Alimony reform legislation was recently introduced in the Florida Senate on September 10, 2015. The new legislation creates presumptive alimony guidelines. The guidelines pertain to the amount and the duration of support. The low end of the presumptive alimony amount would be calculated by using the following formula: (0.015 x the years of marriage) x the difference between the monthly gross incomes of the parties. The high end of the presumptive alimony amount would be calculated by using the following formula: (0.020 x the years of marriage) x the difference between the monthly gross incomes of the parties. Twenty years of marriage is used in calculating the low end and high end of the presumptive alimony amount for marriages that exceed twenty years.
In calculating the difference between the parties’ monthly gross incomes, the income of the party seeking support is subtracted from the income of the party paying support. If the calculation results in a negative number, the presumptive amount is zero. In calculating the high end of the presumptive alimony amount, if the court establishes the duration of the award at fifty percent of the length of the marriage or less, the court is required to use the actual years of the marriage, up to a maximum of twenty-five years, to calculate the high end of the presumptive amount.

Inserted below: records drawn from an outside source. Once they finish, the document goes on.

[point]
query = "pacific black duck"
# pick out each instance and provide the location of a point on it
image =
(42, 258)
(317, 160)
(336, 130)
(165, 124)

In calculating the number of years that alimony is required to be paid, the low end of the presumptive alimony duration is calculated by using the following formula: 0.25 x the years of marriage. The high end of the presumptive alimony duration is calculated by using the following formula: 0.75 x the years of marriage.
For purposes of calculating alimony, gross income includes recurring income from all sources including, without limitation, salaries, commissions, bonuses, overtime pay, retirement benefits, payments earned as an independent contractor, expense reimbursements, draws by self-employed individuals for personal use, pension payments, severance payments, dividends, rental income, trust income regularly received, annuity payments, capital gains, social security benefits, unemployment insurance benefits, workers’ compensation benefits, disability insurance benefits, funds payable from any insurance to the extent that such insurance replaces wages, alimony from a previous marriage, continuing gifts of money, recurring gains derived from dealings in property.